The average maturity of Spanish debt is the shortest since 2004 as Spain, like Italy, hasn’t issued 15- or 30-year bonds all year. As Prime Ministers Mario Monti and Mariano Rajoy fight to avoid bailouts that may threaten the euro’s survival, the ECB’s plan risks adding to pressure on the two nations’ treasuries.

In a way what the ECB has done is making the situation worse,” said Nicola Marinelli, who oversees $160 million at Glendevon King Asset Management in London. “Focusing on the short-end is very dangerous for a country because it means that every year after this they will have to roll over a much larger percentage of their debt.”

Refinancing Mountain

The average maturity of Italy’s debt is 6.7 years, the lowest since 2005, the debt agency said in its quarterly bulletin. The target this year is to keep that average at just below seven years, according to Maria Cannata, who heads the agency. In Spain, where the 10-year benchmark bond yields 6.94 percent, the average life is 6.3 years, the lowest since 2004, data on the Treasury’s website show.
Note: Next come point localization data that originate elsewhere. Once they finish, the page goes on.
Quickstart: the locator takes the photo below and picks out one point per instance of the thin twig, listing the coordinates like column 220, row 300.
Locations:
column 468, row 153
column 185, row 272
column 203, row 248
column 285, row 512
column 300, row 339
Driving down the short-dated yields provides a little bit of comfort and encourages Spain and Italy to issue more at the short-end,” Marc Ostwald, a strategist at Monument Securities Ltd. in London, said. “The problem is that you are building up a refinancing mountain.”

Draghi said potential bond purchases, which would be coordinated with Europe’s rescue fund, would focus “on the short end of the yield curve” because “this falls squarely within the range of classical monetary policy instruments.”
Spain has already asked for a European bailout of as much as 100 billion euros ($124 billion) for its banks and Rajoy is fighting to maintain enough access to debt markets to fund the budget deficit. He opened the door to seeking more external help on Aug. 3, saying he would consider triggering Draghi’s bond- buying plan if it served “Spaniards’ best interests.”

Bank Bailout

By selling shorter-term debt, Spain has been able to issue 72 percent of the bonds it plans to sell this year. Draghi’s proposal may buy time for the government, which doesn’t face any bond redemptions until October, when it has to pay back 29 billion euros of debt.

Spain doesn’t have to come to the bond market until October,” said Steven Major, head of fixed-income research at HSBC Holdings Plc in London. “There’s time for the government to put in place new measures.”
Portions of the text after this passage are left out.